Note: This bug is displayed in read-only format because the product is no longer active in Red Hat Bugzilla.

For bugs related to Red Hat Enterprise Linux 5 product line. The current stable release is 5.10. For Red Hat Enterprise Linux 6 and above, please visit Red Hat JIRA https://issues.redhat.com/secure/CreateIssue!default.jspa?pid=12332745 to report new issues.

Bug 689748

Summary:

WHQL BLK 2k8-32bit Common Scenario Stress With IO fail

Product:

Red Hat Enterprise Linux 5

Reporter:

Huang Wenlong <whuang>

Component:

xenpv-win

Assignee:

Paolo Bonzini <pbonzini>

Status:

CLOSED ERRATA

QA Contact:

Virtualization Bugs <virt-bugs>

Severity:

medium

Docs Contact:

Priority:

high

Version:

5.7

CC:

cshao, cwei, drjones, leiwang, mshao, rwu

Target Milestone:

Target Release:

---

Hardware:

Unspecified

OS:

Unspecified

Whiteboard:

Fixed In Version:

xenpv-win-1.3.4-7.el5

Doc Type:

Bug Fix

Doc Text:

Story Points:

---

Clone Of:

Environment:

Last Closed:

2011-06-08 08:15:43 UTC

Type:

---

Regression:

---

Mount Type:

---

Documentation:

---

CRM:

Verified Versions:

Category:

---

oVirt Team:

---

RHEL 7.3 requirements from Atomic Host:

Cloudforms Team:

---

Target Upstream Version:

Embargoed:

Bug Depends On:

Bug Blocks:

518435

Attachments:

Description	Flags
copy of the driver with extra debugging output going to "xm dmesg"	none
system log	none

Description Huang Wenlong 2011-03-22 11:07:21 UTC

Description of problem:

2k8-32 blk Common Scenario Stress With IO fail  with EnumerateDeviceOverride=3 and add the second disk mirror in the first disk 

Version-Release number of selected component (if applicable):
xenpv-win-1.3.4-6.el5.rpm
kernel-xen-2.6.18-245.el5.x86_64.rpm
xen-3.0.3-123.el5.x86_64.rpm


How reproducible:
100%

Steps to Reproduce:
1.install xenpv-win driver 
2.set register EnumerateDevicesOverride = 3
3.set the second disk mirror in first disk 
4.run test job
  
Actual results:
job pass 

Expected results:
job fail

Additional info:
2k8-64bit job pass

Comment 1 Paolo Bonzini 2011-03-25 17:59:25 UTC

After running the test multiple times we noticed that the failure is always at or around the 100th cycle, and is due to the PCI device changing to problem code 10 ("the device failed to start").  This may be a bug in xen or, more likely, an OS-specific problem.

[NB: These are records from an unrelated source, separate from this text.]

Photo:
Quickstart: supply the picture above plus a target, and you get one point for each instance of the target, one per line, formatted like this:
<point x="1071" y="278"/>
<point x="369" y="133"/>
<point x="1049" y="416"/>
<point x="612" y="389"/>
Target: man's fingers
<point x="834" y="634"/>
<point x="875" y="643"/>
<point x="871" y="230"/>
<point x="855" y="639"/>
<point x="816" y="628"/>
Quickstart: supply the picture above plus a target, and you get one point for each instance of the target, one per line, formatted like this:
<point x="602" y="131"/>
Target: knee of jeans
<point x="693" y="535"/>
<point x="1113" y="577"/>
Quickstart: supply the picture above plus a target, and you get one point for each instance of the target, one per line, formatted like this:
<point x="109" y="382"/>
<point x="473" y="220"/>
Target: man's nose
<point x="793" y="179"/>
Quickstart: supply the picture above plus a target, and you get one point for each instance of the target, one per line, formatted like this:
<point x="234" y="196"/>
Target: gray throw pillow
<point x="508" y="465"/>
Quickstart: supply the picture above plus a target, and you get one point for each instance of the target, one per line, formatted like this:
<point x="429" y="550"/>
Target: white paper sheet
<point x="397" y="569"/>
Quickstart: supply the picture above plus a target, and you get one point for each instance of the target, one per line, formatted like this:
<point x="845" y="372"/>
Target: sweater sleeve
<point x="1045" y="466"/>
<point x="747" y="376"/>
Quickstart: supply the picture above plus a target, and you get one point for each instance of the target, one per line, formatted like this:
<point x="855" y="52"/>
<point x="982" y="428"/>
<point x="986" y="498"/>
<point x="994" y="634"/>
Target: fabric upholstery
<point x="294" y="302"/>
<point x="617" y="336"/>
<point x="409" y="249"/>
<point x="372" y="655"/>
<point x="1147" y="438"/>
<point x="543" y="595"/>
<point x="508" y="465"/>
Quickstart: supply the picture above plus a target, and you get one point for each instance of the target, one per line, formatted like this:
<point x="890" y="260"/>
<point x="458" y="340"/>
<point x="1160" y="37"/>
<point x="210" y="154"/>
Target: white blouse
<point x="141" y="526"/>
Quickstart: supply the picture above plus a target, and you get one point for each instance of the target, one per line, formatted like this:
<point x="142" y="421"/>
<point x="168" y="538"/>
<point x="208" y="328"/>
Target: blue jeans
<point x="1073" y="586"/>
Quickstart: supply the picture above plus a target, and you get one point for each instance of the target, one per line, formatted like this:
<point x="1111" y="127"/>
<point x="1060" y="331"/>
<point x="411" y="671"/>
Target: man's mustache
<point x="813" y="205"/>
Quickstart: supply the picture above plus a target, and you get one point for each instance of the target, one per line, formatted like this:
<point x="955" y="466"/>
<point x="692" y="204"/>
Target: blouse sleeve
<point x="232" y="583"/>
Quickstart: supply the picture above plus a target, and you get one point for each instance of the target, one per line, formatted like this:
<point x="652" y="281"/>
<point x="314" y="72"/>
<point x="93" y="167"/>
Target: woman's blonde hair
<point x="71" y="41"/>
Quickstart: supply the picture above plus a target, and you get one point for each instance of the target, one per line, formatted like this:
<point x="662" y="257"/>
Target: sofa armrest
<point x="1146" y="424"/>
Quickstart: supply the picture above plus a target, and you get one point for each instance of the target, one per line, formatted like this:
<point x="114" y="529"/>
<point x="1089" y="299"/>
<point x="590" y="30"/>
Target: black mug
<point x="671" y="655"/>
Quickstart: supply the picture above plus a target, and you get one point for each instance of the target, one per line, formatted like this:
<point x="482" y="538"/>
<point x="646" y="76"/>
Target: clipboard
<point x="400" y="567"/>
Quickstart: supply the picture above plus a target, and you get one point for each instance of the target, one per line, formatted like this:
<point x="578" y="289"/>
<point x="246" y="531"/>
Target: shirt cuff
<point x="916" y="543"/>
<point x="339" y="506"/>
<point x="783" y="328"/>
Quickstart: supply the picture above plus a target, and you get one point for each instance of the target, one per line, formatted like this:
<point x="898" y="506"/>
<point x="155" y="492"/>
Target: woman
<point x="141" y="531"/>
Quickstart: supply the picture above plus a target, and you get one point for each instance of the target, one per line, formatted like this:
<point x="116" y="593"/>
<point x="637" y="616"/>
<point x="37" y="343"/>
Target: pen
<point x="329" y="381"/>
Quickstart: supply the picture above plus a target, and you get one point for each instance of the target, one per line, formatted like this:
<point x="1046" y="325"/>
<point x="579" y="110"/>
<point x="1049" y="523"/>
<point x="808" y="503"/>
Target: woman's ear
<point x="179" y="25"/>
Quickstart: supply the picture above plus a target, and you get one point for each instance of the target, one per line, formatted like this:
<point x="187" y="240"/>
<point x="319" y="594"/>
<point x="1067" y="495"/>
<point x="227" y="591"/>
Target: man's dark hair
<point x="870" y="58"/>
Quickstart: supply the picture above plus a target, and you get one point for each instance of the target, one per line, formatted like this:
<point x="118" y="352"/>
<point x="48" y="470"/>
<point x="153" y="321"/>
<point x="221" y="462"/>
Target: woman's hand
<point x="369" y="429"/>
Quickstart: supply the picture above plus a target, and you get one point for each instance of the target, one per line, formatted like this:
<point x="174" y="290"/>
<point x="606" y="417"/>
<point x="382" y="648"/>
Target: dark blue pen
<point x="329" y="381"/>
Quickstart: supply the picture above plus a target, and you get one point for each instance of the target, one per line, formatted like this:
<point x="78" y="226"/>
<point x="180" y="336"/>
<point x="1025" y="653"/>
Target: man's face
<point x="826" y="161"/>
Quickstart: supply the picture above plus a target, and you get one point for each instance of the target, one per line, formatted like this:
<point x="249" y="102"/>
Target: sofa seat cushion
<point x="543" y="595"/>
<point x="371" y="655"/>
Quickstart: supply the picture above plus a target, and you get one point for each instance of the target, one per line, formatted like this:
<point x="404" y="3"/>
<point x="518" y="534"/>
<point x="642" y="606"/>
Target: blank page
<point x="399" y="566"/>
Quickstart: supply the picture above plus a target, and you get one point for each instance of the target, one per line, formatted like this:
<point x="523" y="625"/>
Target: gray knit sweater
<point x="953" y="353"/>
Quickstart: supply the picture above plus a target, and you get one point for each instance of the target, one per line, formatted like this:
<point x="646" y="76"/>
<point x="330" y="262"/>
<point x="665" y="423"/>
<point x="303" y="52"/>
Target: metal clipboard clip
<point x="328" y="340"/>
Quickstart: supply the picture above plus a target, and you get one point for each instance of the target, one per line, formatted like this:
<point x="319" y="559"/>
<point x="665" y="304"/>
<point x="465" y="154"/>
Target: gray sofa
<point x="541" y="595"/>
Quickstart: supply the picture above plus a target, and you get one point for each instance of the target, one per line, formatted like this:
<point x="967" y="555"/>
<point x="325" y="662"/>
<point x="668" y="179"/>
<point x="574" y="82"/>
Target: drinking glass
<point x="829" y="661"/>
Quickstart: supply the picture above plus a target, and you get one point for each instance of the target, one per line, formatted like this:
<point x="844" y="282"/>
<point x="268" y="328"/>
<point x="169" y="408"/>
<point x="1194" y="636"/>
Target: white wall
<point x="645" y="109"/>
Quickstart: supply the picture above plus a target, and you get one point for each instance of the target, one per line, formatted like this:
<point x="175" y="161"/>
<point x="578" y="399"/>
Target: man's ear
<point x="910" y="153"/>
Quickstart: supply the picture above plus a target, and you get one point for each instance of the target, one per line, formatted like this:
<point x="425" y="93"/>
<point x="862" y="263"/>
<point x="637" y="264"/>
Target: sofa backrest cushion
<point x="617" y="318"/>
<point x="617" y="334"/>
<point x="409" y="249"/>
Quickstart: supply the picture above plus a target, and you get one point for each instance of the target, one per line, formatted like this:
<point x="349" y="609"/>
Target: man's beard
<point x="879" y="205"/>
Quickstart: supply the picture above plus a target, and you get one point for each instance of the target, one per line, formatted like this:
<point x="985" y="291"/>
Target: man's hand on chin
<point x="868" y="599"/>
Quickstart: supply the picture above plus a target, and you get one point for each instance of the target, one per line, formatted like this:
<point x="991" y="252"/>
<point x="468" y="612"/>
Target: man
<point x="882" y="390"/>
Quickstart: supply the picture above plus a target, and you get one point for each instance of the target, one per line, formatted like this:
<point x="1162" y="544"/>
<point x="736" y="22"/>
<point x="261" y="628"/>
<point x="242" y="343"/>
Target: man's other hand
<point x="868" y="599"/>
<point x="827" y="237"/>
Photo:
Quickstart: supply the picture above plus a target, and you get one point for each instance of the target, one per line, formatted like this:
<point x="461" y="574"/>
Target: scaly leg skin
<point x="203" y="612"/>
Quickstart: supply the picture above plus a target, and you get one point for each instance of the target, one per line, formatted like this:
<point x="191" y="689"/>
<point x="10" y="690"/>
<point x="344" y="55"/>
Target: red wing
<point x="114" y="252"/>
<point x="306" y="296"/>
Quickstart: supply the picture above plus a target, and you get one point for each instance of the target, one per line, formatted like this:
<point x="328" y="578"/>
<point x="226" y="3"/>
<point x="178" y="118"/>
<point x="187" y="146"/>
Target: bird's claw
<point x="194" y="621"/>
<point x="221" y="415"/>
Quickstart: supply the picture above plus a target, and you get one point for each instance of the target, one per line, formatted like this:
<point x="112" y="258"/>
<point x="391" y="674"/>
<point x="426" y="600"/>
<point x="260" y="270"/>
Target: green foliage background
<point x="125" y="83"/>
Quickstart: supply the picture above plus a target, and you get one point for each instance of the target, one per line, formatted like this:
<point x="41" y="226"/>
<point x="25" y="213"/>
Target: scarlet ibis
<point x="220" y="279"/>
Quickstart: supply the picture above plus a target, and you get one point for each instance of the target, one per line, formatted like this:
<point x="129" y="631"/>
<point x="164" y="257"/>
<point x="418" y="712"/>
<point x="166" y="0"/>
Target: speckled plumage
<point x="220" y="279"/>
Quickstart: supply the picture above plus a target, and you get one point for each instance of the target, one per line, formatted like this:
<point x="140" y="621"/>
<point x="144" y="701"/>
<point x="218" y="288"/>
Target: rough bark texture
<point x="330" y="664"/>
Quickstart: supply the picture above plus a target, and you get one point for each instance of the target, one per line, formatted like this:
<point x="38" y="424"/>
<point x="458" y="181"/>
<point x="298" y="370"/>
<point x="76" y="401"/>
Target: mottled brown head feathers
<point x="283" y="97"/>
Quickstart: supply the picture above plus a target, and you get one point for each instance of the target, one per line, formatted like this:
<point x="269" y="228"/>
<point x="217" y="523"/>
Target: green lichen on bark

The event log (I think the System Log) should have quite a few error messages about the failure, but I couldn't access it from DTM Studio with remote desktop.  If you can find them, you can export them and send it here (Start -> Run -> eventvwr.msc, then right click on System -> Save log file as...).

If it doesn't, you can try installing the attached driver file (just copy it into c:\windows\system32\drivers) and create the following file in dom0

while sleep 1; do
  xm dmesg | sed '/^$/d'
  xm dmesg -c > /dev/null
done

let's call it log-dmesg.  Now do

chmod +x log-dmesg
./log-dmesg > bz689748-dmesg.log

run the test and attach the resulting file here.  Thanks!

Comment 2 Paolo Bonzini 2011-03-25 18:01:17 UTC

Created attachment 487629 [details]
copy of the driver with extra debugging output going to "xm dmesg"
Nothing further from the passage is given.